Serial Productions and the Old Mill Theatre appear to have concocted a cunning plan, more cunning than a fox that has majored in cunning and decided to enact a plan so full of guile and cunningness that it would stump a master criminal. Following last year’s by-all-accounts successful run of Blackadder Goes Forth these clever chaps have decided to put on the Third iteration of the popular sitcom. At this backwards rate, 2017 should see a stonking good production of Not The Nine O’Clock News. Yes, I have been a fan of Rowan Atkinson’s for some time. Throw in a little Ben Elton - though size isn’t all that important here - and some Richard Curtis and you’re pretty much guaranteed to have more fun than that time Hugh Laurie used to be a comedian.
Edmund Blackadder, the scheming, conniving butler in early 19th century London who suffers in the service of a Regent so foppish he makes Hugh Grant’s hairdo look like a crew-cut, labours away doing what he does best – scheming and conniving with trademark acerbic wit. He is assisted in this by his dogsbody Baldrick in much the same way engine failure assists aircraft fly. The acting Regent, George, the Prince of Wales, really is a decent chap though he is a few swizzle sticks short of a jolly good cocktail party. Together they navigate the treacherous waters of anarchists, overblown actors, transvestite highwaymen, destitution, and the Duke of Wellington’s wrath among other things.
Okay, down to business. Blackadder is an iconic character and Atkinson’s shoes are formidable ones to fill. I wasn’t convinced at first but Joe Isaia slowly won me over and is very good as the narky butler. The putdowns and snide remarks are all there and Isaia uses a lot of the same inflections but didn’t quite nail the scorn behind the words. No shame there – Atkinson is the absolute master of the cutting aside. Isaia is front and centre pretty much for the whole four acts and works particularly well with Rodney van Groningen’s George.
And what a George it is. Originally played by Hugh Laurie in the television series this is another challenge for any actor but van Groningen, who was excellent as Bottom in A Midsummer Night’s Dream earlier in the year, is the standout here. His George is preening, childlike, naïve and stupid with some lovely moments of physical comedy as well. Keith Scrivens’ Baldrick, however, was oddly a little flat for me. His infamous “cunning plans” (yes, thank you to the gentleman sitting behind me on pointing them out lest the audience and I were under the misapprehension we were attending some strange re-imagining of The King and I) didn’t elicit the sort of craftiness and glee that I had hoped.

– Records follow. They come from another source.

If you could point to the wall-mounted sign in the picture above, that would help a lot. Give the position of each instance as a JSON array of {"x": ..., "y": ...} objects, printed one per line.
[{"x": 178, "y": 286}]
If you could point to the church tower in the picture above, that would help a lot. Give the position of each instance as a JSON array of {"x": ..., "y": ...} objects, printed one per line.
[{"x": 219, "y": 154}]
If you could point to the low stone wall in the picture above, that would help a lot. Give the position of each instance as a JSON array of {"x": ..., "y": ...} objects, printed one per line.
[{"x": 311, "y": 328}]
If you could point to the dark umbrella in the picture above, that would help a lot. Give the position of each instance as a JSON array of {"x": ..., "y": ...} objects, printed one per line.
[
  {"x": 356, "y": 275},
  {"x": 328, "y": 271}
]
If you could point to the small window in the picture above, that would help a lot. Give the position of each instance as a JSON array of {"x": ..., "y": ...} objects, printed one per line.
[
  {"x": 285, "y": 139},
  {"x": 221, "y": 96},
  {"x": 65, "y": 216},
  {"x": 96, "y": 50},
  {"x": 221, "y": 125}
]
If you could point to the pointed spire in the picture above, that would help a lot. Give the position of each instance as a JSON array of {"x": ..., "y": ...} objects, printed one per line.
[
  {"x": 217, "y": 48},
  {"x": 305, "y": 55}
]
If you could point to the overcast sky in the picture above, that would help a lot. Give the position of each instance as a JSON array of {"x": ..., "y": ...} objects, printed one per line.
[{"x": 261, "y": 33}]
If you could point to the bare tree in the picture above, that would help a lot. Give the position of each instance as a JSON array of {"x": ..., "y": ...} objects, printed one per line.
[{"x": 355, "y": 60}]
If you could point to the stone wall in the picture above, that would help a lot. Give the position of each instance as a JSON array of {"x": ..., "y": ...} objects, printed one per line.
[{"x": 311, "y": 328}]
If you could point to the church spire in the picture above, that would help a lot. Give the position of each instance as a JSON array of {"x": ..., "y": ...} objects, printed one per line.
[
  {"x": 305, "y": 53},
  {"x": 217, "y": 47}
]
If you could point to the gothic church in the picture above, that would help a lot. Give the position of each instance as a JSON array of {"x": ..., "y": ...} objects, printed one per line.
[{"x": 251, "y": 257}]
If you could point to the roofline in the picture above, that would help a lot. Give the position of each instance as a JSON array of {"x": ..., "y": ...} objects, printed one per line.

In support was Jacqui Warner as Mrs. Miggins with Natalie Watson and Brendan Tobin in minor roles. Michael Lamont played several characters, notably Samuel Johnson and the mad Scot, McAdder while Clare Fazackerley Wood had fun with the duality of Amy Hardwood, initially the source of George’s misguided affections who is later revealed to be a notorious robber. Finally, the director himself, David Gregory has a featured role as the Duke of Wellington in what was the last and best of the four acts, Duel and Duality.
This is where the source material is paramount – this isn’t a coherent play with a single through line narrative, rather four episodes of the show presented as individual acts. Even the running order has been changed – episodes 4 and 5 presented as Acts 1 and 2 with episodes 2 and 6 performed after intermission. The production lands on a suitable ending though the episodic nature detracts a little from the overall experience.
The other stars are the costumes which are fabulous and appropriately gaudy for the period where needed; and especially the set which is a marvel. Not one but TWO revolving sets, one taking up a third of the stage, the other twice the size. I may be no mathematician but that pretty much covered the entire available space. They worked so smoothly like rotating things that revolved on their axis in a circular motion creating the illusion of multiple sets and quick transitions. It really was well thought out and executed most impressively.
This is a slick presentation of a beloved television show, one that really hits its stride in the second half. Directed by David Gregory and written by Ben Elton and Richard Curtis, it stars Joe Isaia, Keith Scrivens, Rodney van Groningen, Jacqui Warner, Michael Lamont, David Gregory, Clare Fazackerley Wood, Brendan Tobin and Natalie Watson and is on at the Old Mill Theatre in South Perth until 11 October.